School is out, so when I am not at the library, I am often at the beach with my kids, riding waves and reading books.  I started my summer reading on a marriage theme.  All three books are about coming to terms:  with getting married, with being married, and with losing your spouse.  They are good reads, but not for what happens with the plot.  Really, these are character driven novels, and while one can see what choices are coming, one cannot always see what each will ultimately choose.  All are love stories.

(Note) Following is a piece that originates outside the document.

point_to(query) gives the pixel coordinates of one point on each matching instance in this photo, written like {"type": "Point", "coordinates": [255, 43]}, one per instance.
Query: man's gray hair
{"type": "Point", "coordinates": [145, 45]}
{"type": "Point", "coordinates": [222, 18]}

Here is what I have been reading:

 

The Innocents by Francesca Segal takes place in a Jewish suburb of London.   Adam is engaged to Rachel and works for her father’s financial firm.  Rachel is the only girl he’s loved, she reflects everything he wants, and after 13 years of dating, they are finally to marry.  They seem to have everything in their favor.  Enter Rachel’s cousin, the wild and enticing Ellie, reputed to have starred in an “art house film”.   I love first novels, and this one grew on me.  It is worth the read.

 

Wife 22 by Melanie Gideon.  Here is the premise:  a woman who is not unhappily married answers an anonymous online survey about marriage in the 21st century. She alternates between narrating the ups and downs of her family life and answering the survey questions, which leads to emails with her assigned researcher… The story itself isn’t new, but the quirk is the survey.  You read the answers, and can flip to the end of the book for the questions.  It is a clever way to see how wife 22 fell in love with her husband in the first place.  There is a nice twist at the end-maybe a little predictable-but what this reader hoped.  Worth the read.

 

The Beginner’s Goodbye by Anne Tyler is the story of Aaron, a middle aged man who just lost his wife in a freak accident (a tree falls on their home and kills his wife.)  As the house is being repaired and Aaron is trying to get on with his life, his wife begins to appear to him.    I resisted reading this when it came out, thinking Yeah! A new Anne Tyler, and then oh, this will be more sad than I want for pleasure reading.  I decided to give it a try.  The good news is, it really isn’t sad.  There are some poignant comments here and there that sum up Aaron’s marriage and grief at losing his wife, but I think you have to expect that.  This novel will stay with you.